I knew the answer to this. ‘She’s from Kinvara. My aunt lives just outside it, in the Burren. What I’ve always found interesting about Kinvara is that it’s in County Galway, kind of on the Clare border. I thought that it’d be a good metaphor for this character, who’s stuck between having a disability and needing services to live independently, and being capable in so many ways too. She’s confused and angry about how society defines her.’

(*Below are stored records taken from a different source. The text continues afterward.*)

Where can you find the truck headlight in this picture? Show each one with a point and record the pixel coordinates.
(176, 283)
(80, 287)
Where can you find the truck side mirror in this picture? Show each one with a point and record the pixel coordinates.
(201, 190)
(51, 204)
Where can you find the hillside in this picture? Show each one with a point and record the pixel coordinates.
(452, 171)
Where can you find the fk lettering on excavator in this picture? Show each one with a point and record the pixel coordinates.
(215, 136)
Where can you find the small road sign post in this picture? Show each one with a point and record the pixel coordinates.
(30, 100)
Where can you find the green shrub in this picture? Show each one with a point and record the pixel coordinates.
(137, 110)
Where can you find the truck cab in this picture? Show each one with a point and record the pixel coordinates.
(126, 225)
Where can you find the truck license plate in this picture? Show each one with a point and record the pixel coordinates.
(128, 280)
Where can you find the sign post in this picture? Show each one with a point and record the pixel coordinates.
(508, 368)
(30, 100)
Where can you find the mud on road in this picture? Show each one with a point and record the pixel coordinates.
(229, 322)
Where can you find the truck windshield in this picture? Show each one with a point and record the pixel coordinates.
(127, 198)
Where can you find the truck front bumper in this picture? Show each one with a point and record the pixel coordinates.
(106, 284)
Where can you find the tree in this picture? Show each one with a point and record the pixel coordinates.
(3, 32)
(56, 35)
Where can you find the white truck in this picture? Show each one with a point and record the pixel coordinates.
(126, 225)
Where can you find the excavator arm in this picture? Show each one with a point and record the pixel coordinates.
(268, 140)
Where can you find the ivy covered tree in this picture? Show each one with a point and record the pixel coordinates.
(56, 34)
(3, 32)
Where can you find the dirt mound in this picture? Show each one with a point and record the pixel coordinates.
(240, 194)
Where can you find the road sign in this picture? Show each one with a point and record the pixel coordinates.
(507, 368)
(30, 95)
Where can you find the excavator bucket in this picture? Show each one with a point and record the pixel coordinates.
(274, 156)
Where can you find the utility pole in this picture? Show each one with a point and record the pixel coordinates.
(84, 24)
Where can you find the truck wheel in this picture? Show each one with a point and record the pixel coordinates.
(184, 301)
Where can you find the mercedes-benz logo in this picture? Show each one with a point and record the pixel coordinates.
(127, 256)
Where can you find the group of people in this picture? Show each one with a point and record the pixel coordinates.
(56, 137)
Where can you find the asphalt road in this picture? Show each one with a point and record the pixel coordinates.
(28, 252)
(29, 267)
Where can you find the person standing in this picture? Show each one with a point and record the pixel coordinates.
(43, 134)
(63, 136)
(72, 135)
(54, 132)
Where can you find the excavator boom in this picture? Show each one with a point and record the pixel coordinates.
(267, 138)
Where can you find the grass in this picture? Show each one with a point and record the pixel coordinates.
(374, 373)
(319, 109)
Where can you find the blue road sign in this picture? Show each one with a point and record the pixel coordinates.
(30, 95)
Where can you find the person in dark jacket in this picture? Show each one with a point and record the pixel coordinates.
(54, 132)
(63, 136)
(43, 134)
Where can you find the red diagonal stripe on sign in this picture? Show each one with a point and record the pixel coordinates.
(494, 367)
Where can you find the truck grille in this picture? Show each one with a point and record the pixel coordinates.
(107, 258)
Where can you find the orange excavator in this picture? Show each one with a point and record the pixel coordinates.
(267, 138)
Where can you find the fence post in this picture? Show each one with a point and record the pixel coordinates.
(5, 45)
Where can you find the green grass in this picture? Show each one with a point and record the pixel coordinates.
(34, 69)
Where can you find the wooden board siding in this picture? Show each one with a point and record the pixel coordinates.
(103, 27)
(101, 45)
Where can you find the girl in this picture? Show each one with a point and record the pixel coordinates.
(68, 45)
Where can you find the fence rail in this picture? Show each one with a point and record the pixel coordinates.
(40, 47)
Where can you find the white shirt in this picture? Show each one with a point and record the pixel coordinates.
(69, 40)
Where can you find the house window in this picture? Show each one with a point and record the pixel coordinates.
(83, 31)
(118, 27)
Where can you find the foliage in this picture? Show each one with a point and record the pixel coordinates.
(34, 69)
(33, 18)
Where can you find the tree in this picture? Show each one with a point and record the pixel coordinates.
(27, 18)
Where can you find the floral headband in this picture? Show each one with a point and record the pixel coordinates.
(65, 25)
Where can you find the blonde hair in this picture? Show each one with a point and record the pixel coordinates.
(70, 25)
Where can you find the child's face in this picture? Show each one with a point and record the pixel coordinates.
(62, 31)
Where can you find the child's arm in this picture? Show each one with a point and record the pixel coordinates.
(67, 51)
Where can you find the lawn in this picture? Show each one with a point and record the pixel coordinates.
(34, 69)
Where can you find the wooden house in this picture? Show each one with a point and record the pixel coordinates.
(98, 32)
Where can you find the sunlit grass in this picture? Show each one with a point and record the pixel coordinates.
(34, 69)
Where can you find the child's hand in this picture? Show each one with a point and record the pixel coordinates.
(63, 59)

‘And if she were an animal, what would she be?’ he asked. He’s lost it, I thought. Finally I answered:

‘A caged tiger.’

‘And what is it that fuels her anger?’

I composed a perfectly generic answer: ‘The way in with society treats her like an ‘other’ and as I said before, confusion about her place in society.’

Peter wasn’t happy with my answer. ‘Be more specific. What fuels your anger?’ A lump formed in my throat.

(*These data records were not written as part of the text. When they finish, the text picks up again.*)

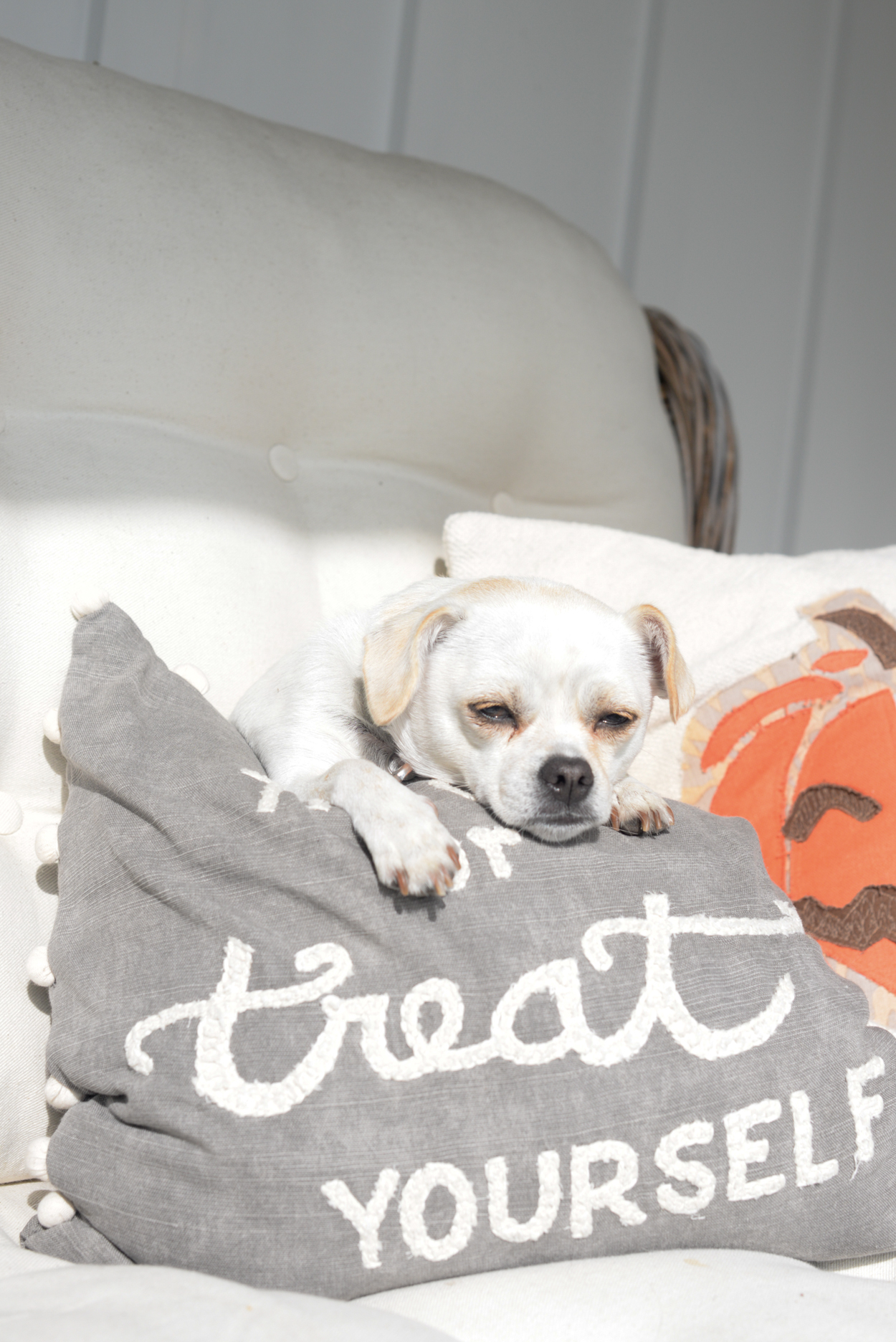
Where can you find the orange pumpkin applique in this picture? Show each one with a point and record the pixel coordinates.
(805, 749)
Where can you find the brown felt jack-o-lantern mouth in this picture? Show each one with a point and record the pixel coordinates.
(805, 749)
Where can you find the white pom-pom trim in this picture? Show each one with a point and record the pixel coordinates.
(47, 844)
(61, 1097)
(285, 462)
(194, 677)
(87, 603)
(11, 815)
(38, 968)
(52, 726)
(54, 1209)
(37, 1157)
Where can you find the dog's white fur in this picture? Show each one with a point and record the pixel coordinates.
(482, 685)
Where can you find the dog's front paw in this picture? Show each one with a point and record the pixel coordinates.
(639, 809)
(415, 852)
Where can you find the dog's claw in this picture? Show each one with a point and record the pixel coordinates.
(639, 809)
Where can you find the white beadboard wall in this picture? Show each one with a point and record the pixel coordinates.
(735, 157)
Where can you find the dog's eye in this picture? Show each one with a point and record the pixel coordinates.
(614, 720)
(494, 712)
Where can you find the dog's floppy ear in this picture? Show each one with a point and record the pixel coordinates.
(668, 672)
(394, 654)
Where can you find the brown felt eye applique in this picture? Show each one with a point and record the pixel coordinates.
(806, 751)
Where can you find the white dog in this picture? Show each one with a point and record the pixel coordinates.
(529, 694)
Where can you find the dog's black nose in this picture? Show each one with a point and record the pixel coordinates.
(569, 780)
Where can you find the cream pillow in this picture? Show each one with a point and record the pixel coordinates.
(731, 614)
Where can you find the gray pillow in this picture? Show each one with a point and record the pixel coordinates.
(300, 1080)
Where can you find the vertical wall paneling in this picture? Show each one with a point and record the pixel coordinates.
(541, 97)
(325, 66)
(644, 84)
(94, 35)
(848, 486)
(809, 310)
(401, 82)
(735, 157)
(58, 27)
(729, 195)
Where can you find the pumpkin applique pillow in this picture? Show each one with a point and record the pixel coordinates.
(805, 749)
(275, 1070)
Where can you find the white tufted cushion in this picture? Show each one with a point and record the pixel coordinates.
(183, 290)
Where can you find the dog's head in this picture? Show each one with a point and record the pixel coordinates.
(533, 695)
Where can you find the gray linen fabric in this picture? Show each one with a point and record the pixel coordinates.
(300, 1080)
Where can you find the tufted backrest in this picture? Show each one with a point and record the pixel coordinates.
(244, 375)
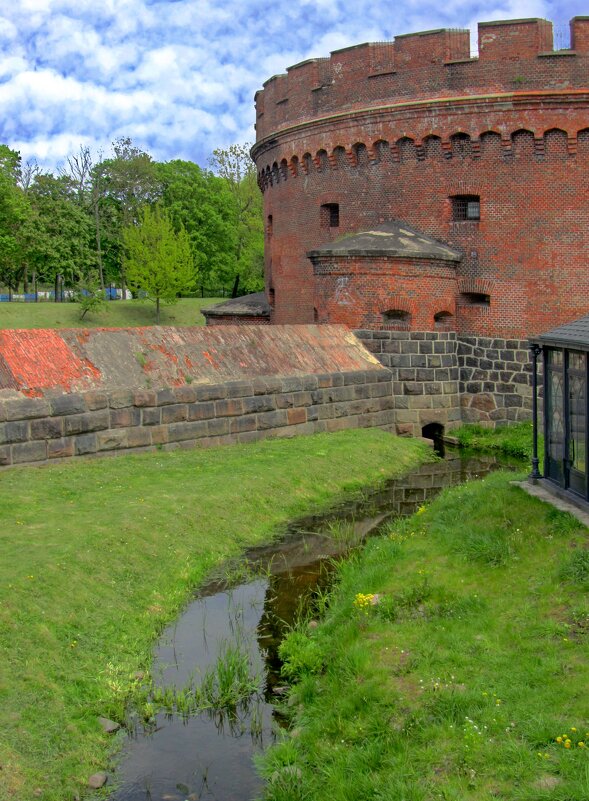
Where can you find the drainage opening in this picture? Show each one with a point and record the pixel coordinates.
(435, 432)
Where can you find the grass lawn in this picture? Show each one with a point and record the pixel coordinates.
(465, 679)
(116, 314)
(98, 556)
(514, 440)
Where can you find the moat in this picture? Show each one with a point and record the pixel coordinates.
(247, 609)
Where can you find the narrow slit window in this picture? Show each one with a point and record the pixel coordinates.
(329, 215)
(476, 299)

‘The way I was treated after my daughter was born.’ As I told Peter the story, my heart broke in the same places it did nearly six years ago when I found myself trying to convince medical ‘experts’ – as well as myself – that I was a capable mother. After I finished, Peter grinned.

‘Now that’s a story worthy of drama.’ I went cold. Was he seriously suggesting I get emotionally naked in front of two hundred people?

He certainly was.

And so, on the 23rd September, I performed a monologue that I had co-written (I don’t normally write in collaboration, but it’s time to open up my mind to new experiences) in front of two hundred people.  And since 3 December marks International Day of People with Disabilities, I thought it would be appropriate to share it with you today.

 

Rachel from Kinvara, by Peter Kearns and Sarah Fitzgerald

(Rachel is sitting in a chair and a woman dressed in a white coat is sticking labels on her – scrounger, handicap, vulnerable, waste-of-space etc)

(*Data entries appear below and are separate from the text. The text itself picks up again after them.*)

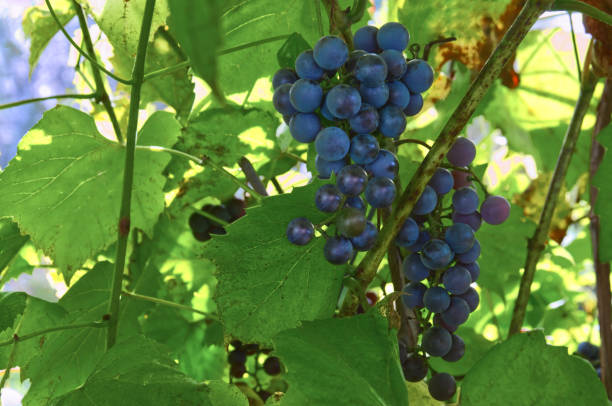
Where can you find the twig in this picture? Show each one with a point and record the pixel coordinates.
(128, 173)
(538, 241)
(479, 87)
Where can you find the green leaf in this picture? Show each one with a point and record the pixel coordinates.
(39, 26)
(11, 241)
(267, 284)
(254, 20)
(512, 374)
(603, 206)
(362, 353)
(137, 372)
(197, 27)
(66, 182)
(72, 354)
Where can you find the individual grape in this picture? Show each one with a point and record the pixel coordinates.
(305, 95)
(413, 268)
(398, 95)
(495, 210)
(471, 297)
(427, 202)
(281, 100)
(457, 349)
(408, 234)
(332, 144)
(474, 270)
(300, 231)
(436, 299)
(371, 70)
(380, 192)
(442, 386)
(364, 149)
(457, 313)
(328, 198)
(352, 180)
(366, 119)
(473, 220)
(355, 202)
(460, 237)
(392, 36)
(436, 254)
(457, 280)
(414, 368)
(350, 222)
(462, 153)
(377, 96)
(418, 77)
(343, 101)
(392, 121)
(441, 181)
(338, 250)
(413, 294)
(306, 66)
(385, 165)
(365, 39)
(396, 64)
(304, 127)
(415, 104)
(437, 341)
(471, 255)
(236, 357)
(283, 76)
(465, 200)
(326, 168)
(365, 241)
(330, 52)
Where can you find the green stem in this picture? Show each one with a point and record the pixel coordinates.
(100, 88)
(582, 7)
(81, 51)
(479, 87)
(128, 173)
(166, 303)
(537, 242)
(57, 96)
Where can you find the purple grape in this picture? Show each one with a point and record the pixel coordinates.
(495, 210)
(462, 153)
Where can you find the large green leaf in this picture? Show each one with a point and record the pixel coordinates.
(66, 182)
(137, 372)
(603, 205)
(40, 27)
(352, 359)
(526, 371)
(267, 284)
(197, 27)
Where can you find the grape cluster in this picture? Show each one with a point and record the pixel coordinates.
(349, 104)
(202, 227)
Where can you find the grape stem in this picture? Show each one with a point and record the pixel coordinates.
(537, 242)
(128, 173)
(479, 87)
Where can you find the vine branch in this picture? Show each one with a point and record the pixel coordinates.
(128, 173)
(479, 87)
(537, 242)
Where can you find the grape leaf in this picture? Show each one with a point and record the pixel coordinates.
(202, 18)
(512, 374)
(274, 285)
(39, 26)
(603, 205)
(137, 372)
(66, 170)
(363, 352)
(11, 241)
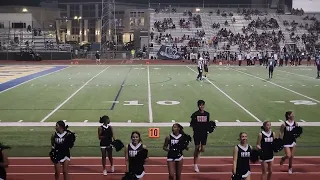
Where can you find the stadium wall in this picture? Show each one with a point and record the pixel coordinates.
(308, 6)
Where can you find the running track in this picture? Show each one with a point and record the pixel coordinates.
(211, 168)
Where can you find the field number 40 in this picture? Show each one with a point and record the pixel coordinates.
(303, 102)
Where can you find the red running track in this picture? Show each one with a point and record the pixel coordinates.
(213, 168)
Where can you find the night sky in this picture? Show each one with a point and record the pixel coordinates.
(36, 2)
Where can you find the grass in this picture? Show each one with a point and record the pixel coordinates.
(236, 93)
(36, 142)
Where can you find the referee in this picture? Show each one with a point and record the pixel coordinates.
(199, 123)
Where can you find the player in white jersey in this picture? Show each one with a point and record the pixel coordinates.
(200, 69)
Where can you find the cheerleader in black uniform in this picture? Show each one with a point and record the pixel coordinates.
(241, 157)
(106, 136)
(174, 158)
(131, 151)
(286, 131)
(4, 163)
(60, 143)
(264, 143)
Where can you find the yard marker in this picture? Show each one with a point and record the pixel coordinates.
(279, 86)
(149, 96)
(230, 98)
(64, 102)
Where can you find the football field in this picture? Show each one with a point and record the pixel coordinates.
(137, 97)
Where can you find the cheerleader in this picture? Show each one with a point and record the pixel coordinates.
(289, 141)
(264, 143)
(241, 157)
(106, 136)
(132, 149)
(174, 157)
(4, 163)
(61, 144)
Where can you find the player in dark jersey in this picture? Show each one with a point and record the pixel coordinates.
(286, 132)
(174, 158)
(131, 151)
(60, 143)
(106, 136)
(270, 66)
(199, 122)
(4, 163)
(264, 143)
(241, 157)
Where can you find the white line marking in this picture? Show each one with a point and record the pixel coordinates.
(191, 173)
(297, 74)
(64, 102)
(125, 124)
(279, 86)
(149, 96)
(148, 165)
(32, 80)
(257, 119)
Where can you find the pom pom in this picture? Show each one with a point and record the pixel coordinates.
(212, 126)
(277, 145)
(236, 177)
(254, 156)
(297, 131)
(117, 144)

Go away. I said – go away.

Just five minutes. five minutes – that’s all I ask.

And don’t worry, I won’t forget I’m not ‘normal’

I can’t forget – I’m not allowed to forget – we are never allowed to forget!

Well I wish I could forget you… this horrible pain you’ve inflicted upon me…

But you don’t understand. I tried – I did my best…

Yes – yes I did…

people never get to hear my voice…

You say it’s because ‘they’ – those ‘mainstreamers’ – won’t understand me.

Instead you encourage them to pity me, to try and ‘cure’ me….

I am broken because you have broken me.

You told me that the only way that my life could be better

was if improved, if I made the effort…

You promised me if my impairment were cured, that I could have everything…

I did the exercises  – stretched on the hard, sticky medicine ball and I endured your prodding and poking, cutting me open  and sewing me back together and – Look at me!

What do you see when you look at me?!

I don’t know how you look people in the eye…

Convince them that you know what’s best for me…

Convince me -and them – I know nothing about running my own life…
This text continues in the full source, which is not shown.